There are more ways than ever to collect information from consumers and reach out to them, including both online and offline touchpoints. While this presents a golden opportunity for businesses today, it also represents a pretty significant challenge. A survey by marketing firm Signal concluded that only a tiny fraction of companies have a single unified view of their customers, because all of this data is disorganized.
Here are just a few of the things that are made possible by a unified customer view across marketing channels:
• Understand customer behaviour across channels
• Improve ROI
• Engage customers across channels
• Retain customers and build loyalty
These are the benefits a unified view offers, but you face some challenges in getting there. The biggest obstacles to creating a single customer view are poor data quality, siloed departments, lack of relevant technology and an inability to link those different technologies.
Fortunately, if you want to move toward a unified cross-channel customer view, it can be within your grasp. First, create a roadmap by starting with the fundamentals: What are your customer experience goals and objectives? What are the tactics and analytics you’re going to need to execute the strategy?
Next, cross-reference your data sources and data points with the data requirements you outlined in the first step. The only way you can get closer to the unified customer view is to evaluate where you’re at right now. Once you’ve clarified your current situation compared to your goal, it’s time to start considering technology.
Unfortunately, there isn’t currently one particular off-the-shelf solution that can do everything you’d want for cross-channel marketing purposes.

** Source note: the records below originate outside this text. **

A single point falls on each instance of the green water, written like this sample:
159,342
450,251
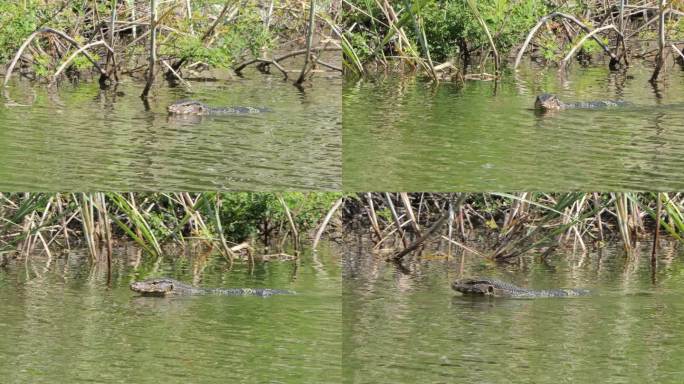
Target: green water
79,138
61,323
410,328
401,134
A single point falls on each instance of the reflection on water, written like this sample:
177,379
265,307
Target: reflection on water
80,138
413,328
401,134
61,323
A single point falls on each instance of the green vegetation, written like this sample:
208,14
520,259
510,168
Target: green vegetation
127,37
48,221
515,223
414,33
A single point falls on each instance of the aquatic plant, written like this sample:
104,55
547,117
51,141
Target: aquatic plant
49,221
49,40
513,224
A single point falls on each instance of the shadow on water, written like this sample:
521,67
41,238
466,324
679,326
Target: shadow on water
61,322
469,138
81,137
413,328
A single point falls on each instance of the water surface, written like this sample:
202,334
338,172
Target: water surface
403,134
409,328
61,323
77,137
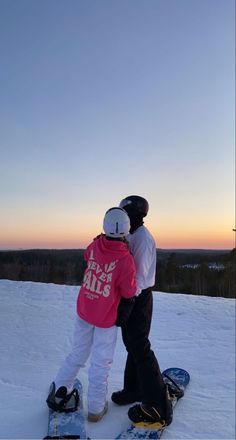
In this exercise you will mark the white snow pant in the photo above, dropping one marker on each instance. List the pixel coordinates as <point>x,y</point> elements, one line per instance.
<point>100,343</point>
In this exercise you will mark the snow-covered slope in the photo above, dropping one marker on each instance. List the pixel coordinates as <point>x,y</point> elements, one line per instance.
<point>192,332</point>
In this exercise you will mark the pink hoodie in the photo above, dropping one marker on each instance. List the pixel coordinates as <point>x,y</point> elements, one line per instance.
<point>110,274</point>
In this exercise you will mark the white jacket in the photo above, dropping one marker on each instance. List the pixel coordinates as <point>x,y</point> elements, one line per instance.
<point>143,248</point>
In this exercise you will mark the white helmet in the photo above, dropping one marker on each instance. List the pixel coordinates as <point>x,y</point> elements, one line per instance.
<point>116,223</point>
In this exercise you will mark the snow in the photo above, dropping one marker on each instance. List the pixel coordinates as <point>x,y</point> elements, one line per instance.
<point>192,332</point>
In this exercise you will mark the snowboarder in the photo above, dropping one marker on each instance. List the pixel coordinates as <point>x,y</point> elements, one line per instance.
<point>143,381</point>
<point>109,276</point>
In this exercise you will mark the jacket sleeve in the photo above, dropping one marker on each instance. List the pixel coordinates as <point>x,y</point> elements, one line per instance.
<point>127,285</point>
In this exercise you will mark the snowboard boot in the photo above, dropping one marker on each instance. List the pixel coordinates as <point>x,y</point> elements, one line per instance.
<point>92,417</point>
<point>152,417</point>
<point>124,397</point>
<point>61,401</point>
<point>175,391</point>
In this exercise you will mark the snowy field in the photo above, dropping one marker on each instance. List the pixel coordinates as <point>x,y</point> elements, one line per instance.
<point>192,332</point>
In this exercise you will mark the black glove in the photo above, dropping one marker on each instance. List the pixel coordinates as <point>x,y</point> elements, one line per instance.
<point>124,311</point>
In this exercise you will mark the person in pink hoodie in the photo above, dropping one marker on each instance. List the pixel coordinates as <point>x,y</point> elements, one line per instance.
<point>109,276</point>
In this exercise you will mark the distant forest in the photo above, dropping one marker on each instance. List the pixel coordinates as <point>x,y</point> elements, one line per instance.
<point>198,272</point>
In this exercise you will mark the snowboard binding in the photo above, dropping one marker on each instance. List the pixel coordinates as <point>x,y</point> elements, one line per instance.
<point>62,401</point>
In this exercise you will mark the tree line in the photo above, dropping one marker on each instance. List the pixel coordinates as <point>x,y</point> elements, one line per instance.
<point>177,271</point>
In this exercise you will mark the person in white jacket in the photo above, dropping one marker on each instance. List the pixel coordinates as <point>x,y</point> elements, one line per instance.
<point>143,381</point>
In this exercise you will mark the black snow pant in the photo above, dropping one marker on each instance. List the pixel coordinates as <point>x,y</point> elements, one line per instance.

Your best bet is to research different technology options and develop a solution that’s based on multiple components. It may not integrate every possible data source simultaneously, but a complement of tools can work together to give you the big picture.
As you implement a better solution, track data volumes, sources, match rates, profile depth and other important metrics. As you monitor progress, keep in mind that this isn’t going to be a one-off project — you’ll have to keep working on a continual basis toward that ever-elusive single view of the customer!